Надя взглянула на него повнимательнее, краска на щеках пуще проступила. Алеша решил, что первая часть знакомства затянулась.
— Хорошо бы немного погулять, Надя. Это же моя давняя мечта. Ночное приволье, река, звезды, лесные чудища гукают.
— Идите погуляйте.
— Один боюсь.
— Вы со мной хотите погулять?
— Конечно, Надя.
— А разве потанцевать еще вы не хотите?
— Боже мой, да я уже на две жизни вперед натанцевался дома. Два раза ногу ломал на танцах. Я только из-за вас остался.
— Из-за меня?
— Увидел, какая вы одинокая и красивая, не смог уйти.
— А если у меня муж есть?
Алеша нашелся и тут:
— Его можно взять с собой.
Больше она не смогла сопротивляться укоряющему блеску его ярких глаз. Через трясущийся зал прошли, как сквозь строй.

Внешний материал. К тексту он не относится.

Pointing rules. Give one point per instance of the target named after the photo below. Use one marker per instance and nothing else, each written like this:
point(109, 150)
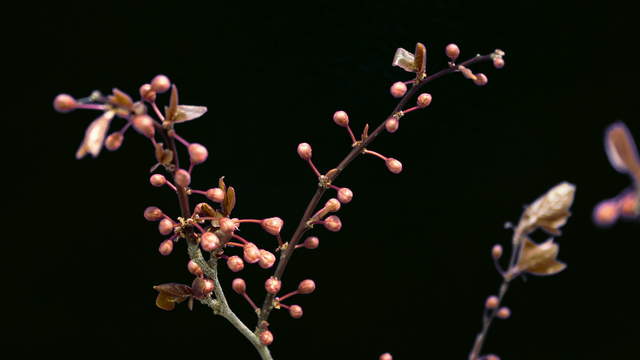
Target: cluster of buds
point(623, 156)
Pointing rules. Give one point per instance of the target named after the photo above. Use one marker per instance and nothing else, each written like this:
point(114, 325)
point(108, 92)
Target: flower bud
point(295, 311)
point(272, 225)
point(165, 226)
point(157, 180)
point(392, 124)
point(267, 259)
point(194, 268)
point(144, 125)
point(147, 93)
point(114, 141)
point(496, 251)
point(153, 213)
point(311, 242)
point(160, 84)
point(198, 153)
point(166, 247)
point(215, 195)
point(235, 263)
point(333, 223)
point(239, 286)
point(393, 165)
point(332, 205)
point(306, 286)
point(424, 100)
point(492, 302)
point(272, 285)
point(481, 79)
point(182, 178)
point(503, 313)
point(341, 118)
point(304, 151)
point(345, 195)
point(64, 103)
point(266, 337)
point(209, 241)
point(398, 89)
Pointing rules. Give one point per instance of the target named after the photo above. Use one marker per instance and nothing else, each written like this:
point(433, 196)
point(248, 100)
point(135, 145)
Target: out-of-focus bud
point(267, 259)
point(304, 151)
point(272, 225)
point(345, 195)
point(153, 213)
point(239, 286)
point(398, 89)
point(452, 51)
point(64, 103)
point(393, 165)
point(341, 118)
point(182, 178)
point(144, 125)
point(424, 100)
point(333, 223)
point(160, 84)
point(235, 263)
point(114, 141)
point(306, 286)
point(166, 247)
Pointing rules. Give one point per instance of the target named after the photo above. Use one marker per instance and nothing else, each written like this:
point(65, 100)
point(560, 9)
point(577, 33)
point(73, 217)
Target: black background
point(411, 268)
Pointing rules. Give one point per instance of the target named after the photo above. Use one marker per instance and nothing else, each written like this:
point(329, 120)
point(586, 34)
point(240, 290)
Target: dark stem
point(302, 227)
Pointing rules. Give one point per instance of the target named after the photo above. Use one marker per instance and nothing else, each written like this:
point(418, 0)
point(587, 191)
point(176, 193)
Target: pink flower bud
point(306, 286)
point(194, 268)
point(147, 93)
point(209, 241)
point(266, 337)
point(295, 311)
point(333, 223)
point(492, 302)
point(114, 141)
point(272, 285)
point(345, 195)
point(496, 251)
point(341, 118)
point(304, 151)
point(166, 247)
point(165, 226)
point(424, 100)
point(160, 84)
point(227, 225)
point(452, 51)
point(272, 225)
point(157, 180)
point(198, 153)
point(144, 125)
point(153, 213)
point(64, 103)
point(238, 285)
point(393, 165)
point(251, 253)
point(215, 195)
point(392, 124)
point(235, 263)
point(503, 313)
point(481, 79)
point(182, 178)
point(398, 89)
point(267, 259)
point(311, 242)
point(332, 205)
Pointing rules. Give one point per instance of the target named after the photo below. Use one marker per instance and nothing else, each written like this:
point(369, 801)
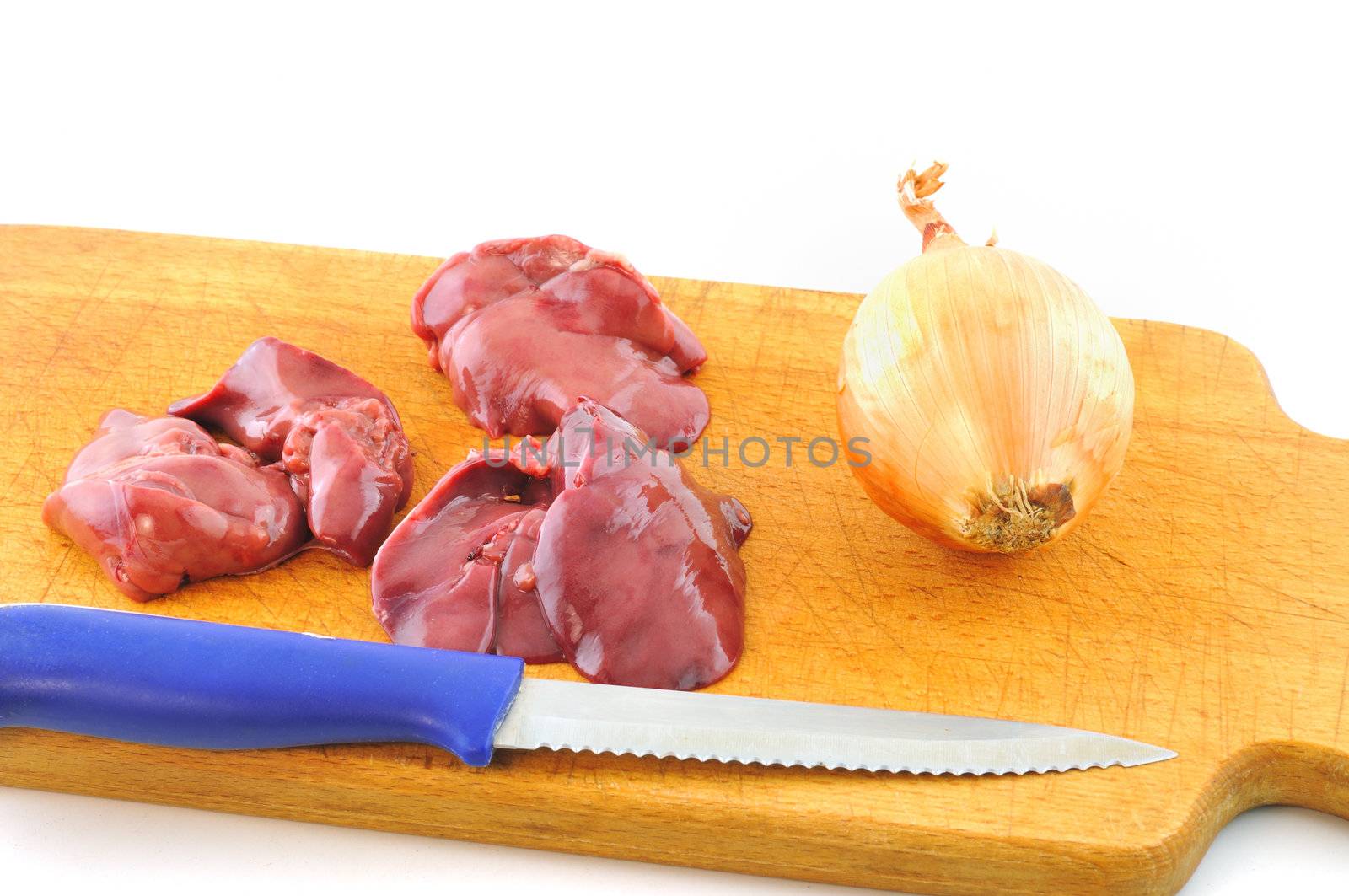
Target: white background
point(1182, 165)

Пока брели по слабо освещенным улицам, Алеша болтал без умолку, и Надя поддерживала разговор завлекающим смехом, но едва очутились за околицей, оба замолчали и как-то враз тяжело задышали. Сквозь тьму Алеша пытался высмотреть подходящее местечко для скорейшего осуществления коварного любовного замысла. Поздний июльский вечер, насыщенный влажной истомой, ему благоприятствовал. Когда он на колдобинах деликатно поддерживал спутницу под локоток, она вздрагивала, словно от укола булавкой. Пора приступать, подумал Алеша, а то так дуриком до Москвы допехаем. Как раз они выбрались на бережок вяло текущей в темноте реки. От воды снизу отсвечивало лунной изморосью.